Blackhole filtering — activated when traffic scrubbing cannot contain the attack, or when the blackhole triggering threshold is reached. Blackhole filtering blocks all Internet traffic to the instance and is automatically lifted after 2.5 hours.
To reduce exposure to DDoS attacks, access RDS instances over an internal network instead of the Internet.
Traffic scrubbing
Traffic scrubbing targets only Internet traffic and does not affect normal database operations.
Traffic scrubbing is triggered when any of the following thresholds are reached:
| Metric | Threshold |
|---|---|
| Packets per second (PPS) | 30,000 |
| Bits per second (BPS) | 180 Mbit/s |
| New concurrent connections per second | 10,000 |
| Active concurrent connections | 10,000 |
| Inactive concurrent connections | 100,000 |
Blackhole filtering
Blackhole filtering targets only Internet traffic. When triggered, the RDS instance cannot be accessed from the Internet and connected applications become unavailable. Blackhole filtering guarantees availability of RDS instances.

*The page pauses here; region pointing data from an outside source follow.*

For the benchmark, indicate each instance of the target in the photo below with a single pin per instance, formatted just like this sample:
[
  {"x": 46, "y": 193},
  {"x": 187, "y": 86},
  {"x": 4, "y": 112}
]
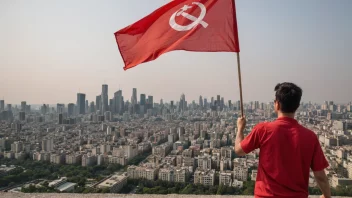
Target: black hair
[{"x": 289, "y": 96}]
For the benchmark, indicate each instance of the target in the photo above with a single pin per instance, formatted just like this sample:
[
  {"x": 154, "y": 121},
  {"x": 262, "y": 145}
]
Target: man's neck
[{"x": 288, "y": 115}]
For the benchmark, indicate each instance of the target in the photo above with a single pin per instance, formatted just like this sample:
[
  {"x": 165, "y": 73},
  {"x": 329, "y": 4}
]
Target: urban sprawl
[{"x": 185, "y": 142}]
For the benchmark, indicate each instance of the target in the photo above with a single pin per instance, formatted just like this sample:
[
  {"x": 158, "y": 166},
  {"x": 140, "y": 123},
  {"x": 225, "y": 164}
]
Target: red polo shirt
[{"x": 287, "y": 152}]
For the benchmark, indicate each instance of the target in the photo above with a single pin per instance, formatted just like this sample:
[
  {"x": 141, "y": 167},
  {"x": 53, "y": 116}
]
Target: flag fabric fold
[{"x": 190, "y": 25}]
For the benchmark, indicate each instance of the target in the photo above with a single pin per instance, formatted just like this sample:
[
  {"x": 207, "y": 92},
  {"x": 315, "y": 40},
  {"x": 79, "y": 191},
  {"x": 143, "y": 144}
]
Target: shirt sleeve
[
  {"x": 319, "y": 161},
  {"x": 252, "y": 141}
]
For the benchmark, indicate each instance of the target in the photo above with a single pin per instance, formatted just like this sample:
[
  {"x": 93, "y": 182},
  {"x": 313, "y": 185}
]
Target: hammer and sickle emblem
[{"x": 195, "y": 20}]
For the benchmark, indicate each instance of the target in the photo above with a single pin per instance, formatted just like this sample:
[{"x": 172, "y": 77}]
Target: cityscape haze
[
  {"x": 71, "y": 120},
  {"x": 307, "y": 42}
]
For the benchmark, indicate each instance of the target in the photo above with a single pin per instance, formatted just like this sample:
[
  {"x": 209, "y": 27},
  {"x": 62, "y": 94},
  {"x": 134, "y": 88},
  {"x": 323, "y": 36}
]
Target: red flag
[{"x": 191, "y": 25}]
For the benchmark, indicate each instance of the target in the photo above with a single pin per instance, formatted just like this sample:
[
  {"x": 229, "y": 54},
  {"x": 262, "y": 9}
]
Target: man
[{"x": 287, "y": 150}]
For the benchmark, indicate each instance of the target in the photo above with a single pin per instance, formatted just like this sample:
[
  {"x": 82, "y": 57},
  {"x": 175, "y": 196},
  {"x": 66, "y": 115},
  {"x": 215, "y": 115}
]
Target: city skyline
[
  {"x": 45, "y": 53},
  {"x": 139, "y": 96}
]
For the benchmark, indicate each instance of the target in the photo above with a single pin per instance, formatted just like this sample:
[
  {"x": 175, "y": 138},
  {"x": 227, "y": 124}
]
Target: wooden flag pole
[{"x": 240, "y": 81}]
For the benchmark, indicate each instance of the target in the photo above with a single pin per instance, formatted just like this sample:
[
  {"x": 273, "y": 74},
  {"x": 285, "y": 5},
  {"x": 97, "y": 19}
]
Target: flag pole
[{"x": 240, "y": 81}]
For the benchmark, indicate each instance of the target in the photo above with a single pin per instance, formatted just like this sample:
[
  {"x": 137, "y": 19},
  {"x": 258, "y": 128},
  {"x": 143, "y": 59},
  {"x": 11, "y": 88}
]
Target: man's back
[{"x": 287, "y": 152}]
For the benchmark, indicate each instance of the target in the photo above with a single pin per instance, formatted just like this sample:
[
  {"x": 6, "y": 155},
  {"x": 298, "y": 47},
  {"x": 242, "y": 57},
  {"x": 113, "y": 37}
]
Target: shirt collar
[{"x": 287, "y": 119}]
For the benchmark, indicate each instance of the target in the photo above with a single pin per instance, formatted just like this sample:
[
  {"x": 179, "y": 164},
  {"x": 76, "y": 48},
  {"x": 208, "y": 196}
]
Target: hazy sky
[{"x": 50, "y": 50}]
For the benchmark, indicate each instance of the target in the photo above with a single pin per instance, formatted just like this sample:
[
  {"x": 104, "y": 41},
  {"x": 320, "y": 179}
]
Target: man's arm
[
  {"x": 241, "y": 124},
  {"x": 323, "y": 183}
]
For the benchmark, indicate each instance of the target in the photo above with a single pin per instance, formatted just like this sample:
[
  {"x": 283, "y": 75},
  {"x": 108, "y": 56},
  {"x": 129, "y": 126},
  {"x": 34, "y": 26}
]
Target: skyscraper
[
  {"x": 182, "y": 105},
  {"x": 118, "y": 102},
  {"x": 87, "y": 107},
  {"x": 9, "y": 107},
  {"x": 81, "y": 100},
  {"x": 143, "y": 100},
  {"x": 104, "y": 99},
  {"x": 91, "y": 107},
  {"x": 201, "y": 101},
  {"x": 60, "y": 108},
  {"x": 23, "y": 106},
  {"x": 61, "y": 118},
  {"x": 22, "y": 116},
  {"x": 134, "y": 97},
  {"x": 70, "y": 109},
  {"x": 150, "y": 102},
  {"x": 2, "y": 105},
  {"x": 98, "y": 102}
]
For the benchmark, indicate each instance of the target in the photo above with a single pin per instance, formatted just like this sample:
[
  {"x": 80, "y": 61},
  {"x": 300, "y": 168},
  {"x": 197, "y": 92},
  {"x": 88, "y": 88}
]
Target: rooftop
[{"x": 112, "y": 180}]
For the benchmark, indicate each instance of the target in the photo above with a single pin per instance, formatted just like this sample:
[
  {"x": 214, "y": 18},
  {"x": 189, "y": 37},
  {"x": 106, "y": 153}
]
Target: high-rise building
[
  {"x": 92, "y": 107},
  {"x": 201, "y": 101},
  {"x": 2, "y": 105},
  {"x": 22, "y": 116},
  {"x": 81, "y": 100},
  {"x": 218, "y": 100},
  {"x": 87, "y": 107},
  {"x": 118, "y": 102},
  {"x": 48, "y": 144},
  {"x": 104, "y": 99},
  {"x": 9, "y": 107},
  {"x": 61, "y": 118},
  {"x": 134, "y": 97},
  {"x": 183, "y": 104},
  {"x": 60, "y": 108},
  {"x": 98, "y": 102},
  {"x": 143, "y": 100},
  {"x": 23, "y": 106},
  {"x": 222, "y": 103},
  {"x": 70, "y": 109},
  {"x": 150, "y": 102},
  {"x": 172, "y": 104},
  {"x": 107, "y": 116}
]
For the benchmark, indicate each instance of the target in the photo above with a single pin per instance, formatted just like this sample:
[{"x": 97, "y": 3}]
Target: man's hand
[{"x": 241, "y": 123}]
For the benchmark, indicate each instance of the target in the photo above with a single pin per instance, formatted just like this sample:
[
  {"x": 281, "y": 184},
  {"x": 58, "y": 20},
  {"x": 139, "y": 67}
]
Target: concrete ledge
[{"x": 23, "y": 195}]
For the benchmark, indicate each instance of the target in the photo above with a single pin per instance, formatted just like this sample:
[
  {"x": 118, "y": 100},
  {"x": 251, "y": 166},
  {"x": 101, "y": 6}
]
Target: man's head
[{"x": 287, "y": 97}]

Blackhole filtering is triggered when either of the following conditions is met:
BPS reaches 2 Gbit/s.
Traffic scrubbing is ineffective.
Blackhole filtering is automatically deactivated after 2.5 hours.
Recommendations
To minimize the risk of DDoS attacks and reduce the impact of blackhole filtering on your applications:
Use an internal network connection. Connecting to RDS instances over a Virtual Private Cloud (VPC) or internal network eliminates exposure to Internet-facing DDoS attacks entirely.
Plan for blackhole filtering downtime. When blackhole filtering is triggered, Internet-facing connections are unavailable for 2.5 hours. Design your application to handle this gracefully, for example by implementing retry logic or routing traffic through an internal endpoint as a fallback.